As previously discussed, regardless of who has the right of way, our Court places a heavy duty on drivers to take precaution and keep a proper lookout for pedestrians. The recent decision in Murdoch v. Biggers demonstrates the application of this principle in the context of a pedestrian collision.
In that case, the Plaintiff attempted to cross three lanes of traffic against a red light. The vehicles in the first two lanes stopped for the jaywalker, while the vehicle in the third lane failed to stop in time and collided with the Plaintiff, resulting in a broken leg.
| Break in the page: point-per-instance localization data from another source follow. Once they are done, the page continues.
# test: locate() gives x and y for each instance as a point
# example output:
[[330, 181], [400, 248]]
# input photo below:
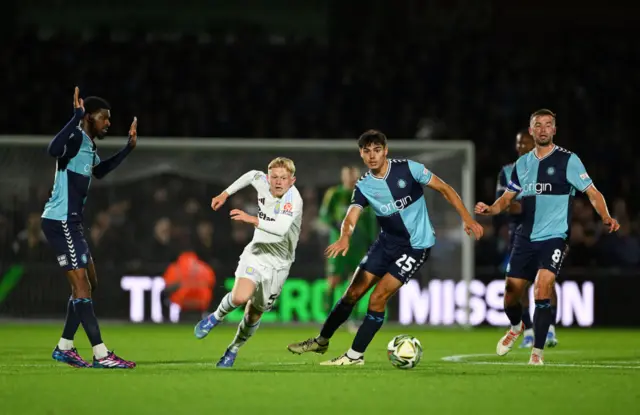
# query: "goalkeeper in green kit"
[[335, 203]]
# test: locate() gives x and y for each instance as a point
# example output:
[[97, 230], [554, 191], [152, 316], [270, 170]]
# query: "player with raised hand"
[[394, 189], [265, 262], [75, 149], [546, 180]]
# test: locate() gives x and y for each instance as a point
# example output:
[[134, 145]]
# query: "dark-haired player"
[[546, 179], [335, 203], [524, 144], [77, 161], [394, 190]]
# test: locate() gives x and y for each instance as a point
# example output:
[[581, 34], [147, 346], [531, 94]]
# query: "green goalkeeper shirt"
[[334, 207]]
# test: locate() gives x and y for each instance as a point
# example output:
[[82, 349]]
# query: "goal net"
[[176, 178]]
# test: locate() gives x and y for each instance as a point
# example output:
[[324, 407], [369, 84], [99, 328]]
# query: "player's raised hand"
[[482, 209], [611, 223], [133, 133], [242, 216], [78, 103], [473, 227], [341, 246], [219, 200]]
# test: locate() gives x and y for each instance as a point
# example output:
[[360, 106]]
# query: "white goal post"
[[318, 162]]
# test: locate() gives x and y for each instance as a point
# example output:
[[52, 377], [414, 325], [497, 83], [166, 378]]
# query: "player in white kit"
[[265, 262]]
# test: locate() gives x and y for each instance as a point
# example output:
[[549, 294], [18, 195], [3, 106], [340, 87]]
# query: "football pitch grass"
[[590, 372]]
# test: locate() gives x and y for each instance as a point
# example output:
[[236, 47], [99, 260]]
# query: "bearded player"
[[546, 179], [524, 144]]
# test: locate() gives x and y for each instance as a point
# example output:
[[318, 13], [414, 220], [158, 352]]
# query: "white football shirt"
[[280, 219]]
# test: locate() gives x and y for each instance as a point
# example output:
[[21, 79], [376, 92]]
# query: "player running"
[[77, 160], [524, 144], [335, 204], [546, 179], [394, 190], [265, 262]]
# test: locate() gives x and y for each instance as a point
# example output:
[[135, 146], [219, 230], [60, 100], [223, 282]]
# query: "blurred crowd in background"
[[478, 86]]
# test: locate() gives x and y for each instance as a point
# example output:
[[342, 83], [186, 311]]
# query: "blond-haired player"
[[265, 262]]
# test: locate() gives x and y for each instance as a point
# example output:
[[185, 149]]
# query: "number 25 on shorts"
[[408, 263]]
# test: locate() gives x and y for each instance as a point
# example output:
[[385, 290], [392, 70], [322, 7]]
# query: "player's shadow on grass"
[[168, 362]]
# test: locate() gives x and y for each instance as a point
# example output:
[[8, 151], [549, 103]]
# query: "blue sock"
[[84, 310], [541, 322], [514, 313], [526, 318], [372, 323], [71, 322], [338, 315]]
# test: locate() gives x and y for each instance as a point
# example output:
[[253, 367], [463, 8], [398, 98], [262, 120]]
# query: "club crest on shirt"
[[62, 260], [287, 209]]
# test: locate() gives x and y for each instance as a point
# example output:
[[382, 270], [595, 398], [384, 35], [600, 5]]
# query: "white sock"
[[226, 306], [245, 331], [65, 344], [517, 327], [100, 351], [353, 355]]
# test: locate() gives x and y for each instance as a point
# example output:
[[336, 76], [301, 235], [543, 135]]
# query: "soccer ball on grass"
[[404, 351]]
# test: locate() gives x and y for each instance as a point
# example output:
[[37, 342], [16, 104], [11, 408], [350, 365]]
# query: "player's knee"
[[513, 291], [378, 301], [544, 285], [252, 315], [333, 281], [80, 286], [353, 294], [239, 298]]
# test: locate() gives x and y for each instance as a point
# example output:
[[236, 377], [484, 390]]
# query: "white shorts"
[[269, 281]]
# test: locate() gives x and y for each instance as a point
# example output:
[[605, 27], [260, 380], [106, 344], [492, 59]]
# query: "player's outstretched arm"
[[600, 205], [108, 165], [451, 196], [243, 181], [341, 246], [515, 208], [291, 210], [61, 145], [498, 206]]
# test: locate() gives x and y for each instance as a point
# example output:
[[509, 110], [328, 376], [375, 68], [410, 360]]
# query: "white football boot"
[[508, 340], [343, 360]]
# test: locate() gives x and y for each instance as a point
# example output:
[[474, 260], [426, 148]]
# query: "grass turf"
[[590, 372]]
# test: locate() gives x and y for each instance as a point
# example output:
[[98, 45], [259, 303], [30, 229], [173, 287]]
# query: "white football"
[[404, 351]]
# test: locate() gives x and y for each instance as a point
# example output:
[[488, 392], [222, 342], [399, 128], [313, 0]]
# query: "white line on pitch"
[[462, 358]]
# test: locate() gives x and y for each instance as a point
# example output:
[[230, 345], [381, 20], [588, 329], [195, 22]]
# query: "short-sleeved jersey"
[[503, 180], [399, 203], [72, 179], [280, 220], [547, 187]]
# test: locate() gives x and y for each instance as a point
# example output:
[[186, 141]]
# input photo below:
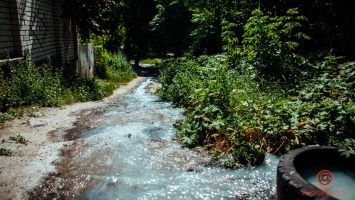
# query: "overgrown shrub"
[[24, 84], [234, 114], [112, 66]]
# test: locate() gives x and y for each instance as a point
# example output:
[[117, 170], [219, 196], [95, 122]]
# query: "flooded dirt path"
[[128, 150]]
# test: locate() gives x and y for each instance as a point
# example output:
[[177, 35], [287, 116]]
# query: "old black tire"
[[291, 185]]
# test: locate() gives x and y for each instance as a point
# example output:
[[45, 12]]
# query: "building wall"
[[38, 26]]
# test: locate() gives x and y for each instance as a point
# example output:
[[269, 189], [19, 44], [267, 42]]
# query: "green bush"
[[112, 66], [24, 84], [234, 114]]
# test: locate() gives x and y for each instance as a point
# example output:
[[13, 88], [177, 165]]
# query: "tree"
[[135, 16], [87, 14], [171, 27]]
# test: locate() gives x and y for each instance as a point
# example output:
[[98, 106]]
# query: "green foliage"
[[24, 84], [112, 66], [238, 116], [269, 44]]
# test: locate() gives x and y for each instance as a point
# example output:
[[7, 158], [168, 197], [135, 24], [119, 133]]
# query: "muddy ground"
[[40, 168]]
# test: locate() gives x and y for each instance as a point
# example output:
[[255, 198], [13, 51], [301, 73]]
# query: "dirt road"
[[47, 134]]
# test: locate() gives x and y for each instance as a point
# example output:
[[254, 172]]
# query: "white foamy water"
[[134, 155]]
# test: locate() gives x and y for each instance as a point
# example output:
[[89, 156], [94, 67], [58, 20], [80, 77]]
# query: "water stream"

The Court noted that the vehicles in the first two lanes were able to stop in time, therefore establishing a standard of care that the third vehicle failed to follow. While the defendant motorist had the right of way, the Court went on to find that he shouldered partial responsibility for failing to keep a proper lookout:
 In this case, I do not believe that the defendant exercised the appropriate standard of care to avoid breaching that duty. The drivers in vehicles in the two lanes to her right were able to observe and stop for the plaintiff, and a driver behind her (Ms. Larson) was able to see Ms. Murdoch. Mr. Lukinuk was able to observe that something was happening in his rear-view mirror. In the circumstances, I find that the defendant failed to keep a proper lookout by failing to observe Ms. Murdoch’s entry into the crosswalk and by failing to observe that vehicles in the two lanes to her right had stopped for Ms. Murdoch. I find that if the defendant had in fact been keeping a sufficient look out, she would have been able to stop for Ms. Murdoch and avoid the collision…
 In all of the circumstances, I conclude that the 75% of the fault for the accident should be borne by the plaintiff and 25% by the defendant.
Since the Defendant driver was only found 25% liable for the accident, the apportionment results in the Plaintiff receiving 25 cents for every dollar the Court went on to award in compensation.